After a great launch last year, 2019 Rebels & Rulers was built around brand culture, and it brought together a nice list of guests. Good presentations, nice beat, and memorable case studies. This is the very short presentation of this 2-day branding event.
But before I move to tell you more about the insights I got from this event, I have to tell you a different “revelation” that surfaced in a conversation with a friend and fellow attendee. It is about making things happen, which besides being part of my slogan, it’s also a big driver for me. I like to get involved and move things forward. In this case, it was about attracting what you wish for.

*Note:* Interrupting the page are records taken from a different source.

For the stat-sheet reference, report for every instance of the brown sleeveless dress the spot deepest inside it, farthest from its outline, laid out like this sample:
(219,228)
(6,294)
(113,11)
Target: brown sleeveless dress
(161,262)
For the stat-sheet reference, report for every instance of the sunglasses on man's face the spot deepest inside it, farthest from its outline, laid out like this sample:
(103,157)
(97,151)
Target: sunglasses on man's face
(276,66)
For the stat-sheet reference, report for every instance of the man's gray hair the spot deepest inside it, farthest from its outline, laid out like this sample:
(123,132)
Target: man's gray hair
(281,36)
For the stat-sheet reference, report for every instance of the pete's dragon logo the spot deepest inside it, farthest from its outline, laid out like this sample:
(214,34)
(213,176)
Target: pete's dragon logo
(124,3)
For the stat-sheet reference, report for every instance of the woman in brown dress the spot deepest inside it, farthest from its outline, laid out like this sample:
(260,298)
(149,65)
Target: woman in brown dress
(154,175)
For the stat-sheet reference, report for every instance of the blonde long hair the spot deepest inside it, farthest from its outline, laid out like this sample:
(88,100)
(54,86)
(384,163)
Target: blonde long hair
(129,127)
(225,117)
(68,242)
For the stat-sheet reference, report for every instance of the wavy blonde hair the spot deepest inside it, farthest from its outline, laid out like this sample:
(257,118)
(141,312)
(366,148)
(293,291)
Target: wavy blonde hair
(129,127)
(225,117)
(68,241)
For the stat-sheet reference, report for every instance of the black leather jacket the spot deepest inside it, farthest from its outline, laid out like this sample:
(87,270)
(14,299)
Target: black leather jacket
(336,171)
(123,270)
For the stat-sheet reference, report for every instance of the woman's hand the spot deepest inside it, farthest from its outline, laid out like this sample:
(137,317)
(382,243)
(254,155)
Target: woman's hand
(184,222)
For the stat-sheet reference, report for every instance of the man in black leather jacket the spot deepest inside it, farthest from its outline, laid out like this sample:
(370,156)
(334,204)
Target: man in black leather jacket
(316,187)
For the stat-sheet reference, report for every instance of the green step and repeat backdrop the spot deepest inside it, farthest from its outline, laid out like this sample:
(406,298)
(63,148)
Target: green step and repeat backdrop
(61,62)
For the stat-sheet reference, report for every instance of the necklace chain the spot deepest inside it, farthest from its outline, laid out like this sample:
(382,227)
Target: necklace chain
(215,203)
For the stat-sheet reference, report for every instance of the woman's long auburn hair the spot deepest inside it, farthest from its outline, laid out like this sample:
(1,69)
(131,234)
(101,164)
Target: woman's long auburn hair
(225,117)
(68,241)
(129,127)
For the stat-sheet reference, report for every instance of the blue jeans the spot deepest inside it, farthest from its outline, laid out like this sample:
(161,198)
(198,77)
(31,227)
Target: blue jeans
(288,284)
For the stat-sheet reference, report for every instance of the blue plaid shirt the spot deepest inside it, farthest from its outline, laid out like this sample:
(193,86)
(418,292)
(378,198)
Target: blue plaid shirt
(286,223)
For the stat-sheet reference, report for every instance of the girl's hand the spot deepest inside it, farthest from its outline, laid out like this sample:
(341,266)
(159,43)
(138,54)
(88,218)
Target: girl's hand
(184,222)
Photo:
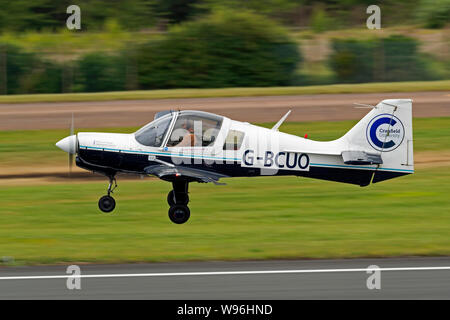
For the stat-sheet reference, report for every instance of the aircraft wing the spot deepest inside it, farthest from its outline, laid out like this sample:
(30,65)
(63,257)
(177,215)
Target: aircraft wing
(349,157)
(163,171)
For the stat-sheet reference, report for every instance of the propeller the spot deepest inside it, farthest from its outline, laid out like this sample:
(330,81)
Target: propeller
(71,155)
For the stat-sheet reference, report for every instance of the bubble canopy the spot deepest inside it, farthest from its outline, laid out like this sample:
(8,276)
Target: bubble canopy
(187,129)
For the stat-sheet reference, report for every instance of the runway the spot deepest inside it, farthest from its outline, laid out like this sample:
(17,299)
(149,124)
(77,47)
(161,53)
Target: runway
(400,278)
(133,113)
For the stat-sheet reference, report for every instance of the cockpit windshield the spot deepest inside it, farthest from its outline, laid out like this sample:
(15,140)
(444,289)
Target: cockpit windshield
(195,129)
(152,135)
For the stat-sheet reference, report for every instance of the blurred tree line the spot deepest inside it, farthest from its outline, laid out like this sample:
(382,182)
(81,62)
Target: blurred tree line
(208,43)
(26,15)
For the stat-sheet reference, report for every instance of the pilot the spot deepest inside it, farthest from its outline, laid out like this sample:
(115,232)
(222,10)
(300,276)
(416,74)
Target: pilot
(189,139)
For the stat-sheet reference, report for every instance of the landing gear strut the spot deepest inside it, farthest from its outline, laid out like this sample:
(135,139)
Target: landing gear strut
(178,199)
(107,203)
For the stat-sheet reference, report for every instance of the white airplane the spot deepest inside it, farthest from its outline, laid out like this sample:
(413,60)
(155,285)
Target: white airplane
(194,146)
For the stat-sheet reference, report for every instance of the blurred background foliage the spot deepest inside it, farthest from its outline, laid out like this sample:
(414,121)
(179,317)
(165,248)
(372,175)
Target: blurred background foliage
(152,44)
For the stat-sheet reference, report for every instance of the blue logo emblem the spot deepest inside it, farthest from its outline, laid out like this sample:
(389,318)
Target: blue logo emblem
(385,132)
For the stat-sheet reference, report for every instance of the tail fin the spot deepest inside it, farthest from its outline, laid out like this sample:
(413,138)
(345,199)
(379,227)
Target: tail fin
(385,133)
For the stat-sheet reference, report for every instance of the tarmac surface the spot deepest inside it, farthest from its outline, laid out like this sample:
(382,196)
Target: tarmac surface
(323,107)
(400,278)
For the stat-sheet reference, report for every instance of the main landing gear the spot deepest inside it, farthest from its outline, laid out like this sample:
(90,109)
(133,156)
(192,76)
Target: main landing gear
(107,203)
(178,199)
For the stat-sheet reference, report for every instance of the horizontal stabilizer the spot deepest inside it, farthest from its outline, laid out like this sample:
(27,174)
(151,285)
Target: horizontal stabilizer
(280,122)
(361,157)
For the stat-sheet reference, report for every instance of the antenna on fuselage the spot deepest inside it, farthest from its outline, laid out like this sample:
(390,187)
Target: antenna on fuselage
(280,122)
(364,106)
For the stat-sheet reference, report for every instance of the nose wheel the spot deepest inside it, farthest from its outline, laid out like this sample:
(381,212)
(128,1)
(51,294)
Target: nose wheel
(178,199)
(107,203)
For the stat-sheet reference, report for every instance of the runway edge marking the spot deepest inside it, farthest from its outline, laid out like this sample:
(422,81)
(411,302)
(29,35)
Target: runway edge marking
(218,273)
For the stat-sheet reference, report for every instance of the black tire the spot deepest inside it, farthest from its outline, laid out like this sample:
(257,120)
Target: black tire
(106,203)
(171,199)
(179,214)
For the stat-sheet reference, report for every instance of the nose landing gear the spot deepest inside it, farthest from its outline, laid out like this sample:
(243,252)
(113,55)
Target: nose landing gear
(178,199)
(107,203)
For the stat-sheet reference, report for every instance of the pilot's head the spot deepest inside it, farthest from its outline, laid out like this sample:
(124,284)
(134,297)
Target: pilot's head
(188,125)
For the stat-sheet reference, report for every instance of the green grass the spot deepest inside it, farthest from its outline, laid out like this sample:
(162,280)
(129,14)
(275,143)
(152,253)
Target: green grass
(251,218)
(38,147)
(443,85)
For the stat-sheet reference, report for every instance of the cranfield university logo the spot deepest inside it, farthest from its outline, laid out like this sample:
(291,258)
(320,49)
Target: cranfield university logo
(385,132)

To shorten the intro, I won a double invitation for this year’s edition, which I really wanted to go to. More, in the event, I won what is possibly a ticket for 1 day in the 2020 edition. So the feedback was: wow you are lucky! And I am, I truly am. But I went back after a while and revisited my path. I did not find those tickets on the sidewalk or got them randomly in my inbox. I asked around to see if anybody had invites already or was interested in a group discount, I searched for alternatives and I signed in for a contest. To put it in other words – in order to make the magic work you have to work the magic.
How Is This Related to the Rebels & Rulers Event?
One of my key takeaways from this marketing event is that if you want to build a solid brand, you need to base it on authentic beliefs, values, and actions. Not on well-phrased promises or headlines.
You need years to create a reputation. It will probably require a lot of failures until you find the format that works for you. You will have to learn constantly, remain constant, and be dedicated throughout all the fog and uncertainty that lies ahead before you can reach the shiny shore of success. It rarely simply happens to a brand, if it does not stand or fight for something.
“Beliefs take a long hard look inside.”
Eric Solomon, NOVIO CMO
It sounds obvious when you hear it the first time, but going through a few cases studies like the fight Patagonia brand is carrying to save natural reservations and the courage it takes to go against the president is rare in all markets, but it’s worth standing by financially as well. Statistics show Millenials are willing to spend more money on and be loyal to brands that walk their talk. Perhaps the era of “try to look pretty for the media” is closing to an end. And I say that as a marketing professional, not just a consumer.
To circle back to my story, it might not be enough to want something. You have to believe in it, to work for it and sometimes to fight for it.
Out of the Box and into the History
It might sound over-ambitious to say that advertising writes history. But it depends a lot on what you understand by advertising. I am not talking about those ads to newly opened online stores that make you delete all accounts and stop using Google. Plus, there is already an advertising museum in New York and Tokyo, as well as a Museum of Brands in London.
The reason I am so confident in the impact brands can have is not related to any public institution. It is the result of two observations:
consumers are starting to demand more responsibility and honesty from brands
the shorter the attention span, the better and more consistent an ad has to be
If you do the same as everybody else, the overall commercial noise will cover your message faster than waves wipe up footsteps in the sand. So the choice is clear, but the solution is not simple. I will not lie and say it is within every brand owner to think super creative campaigns. But it is within their power to stay relevant and vertical in their business practice.
Not to stray too much from the subject, I have another case study I want to share with you. I hope you will like it as much as I did: The Immigrant Songs.
The basic idea of the campaign was to offer access to legal information to a disadvantaged social category. For that, the agency used an existing channel and a familiar form of entertainment. The agency transferred legal advice into songs and used radio to broadcast it in the region. Smart and impactful, I would say!
Find a Way or Build a Way
At the end of the conference, I took a moment to see how everything I learned or discovered in these two days would help Coach4Marketing. And the answer was easy – I felt inspired. It was not as much about the theoretical concepts as it was about substance and possibility. It was about creating a solution where there is none yet or it takes too long to find. About changing perspective, but maintaining core values at all times. And most of all, it was about building a business that has a positive impact.
After all, that is why I became an entrepreneur and why my job is to stand by people’s dreams and make sure they land safely on that bright success shore.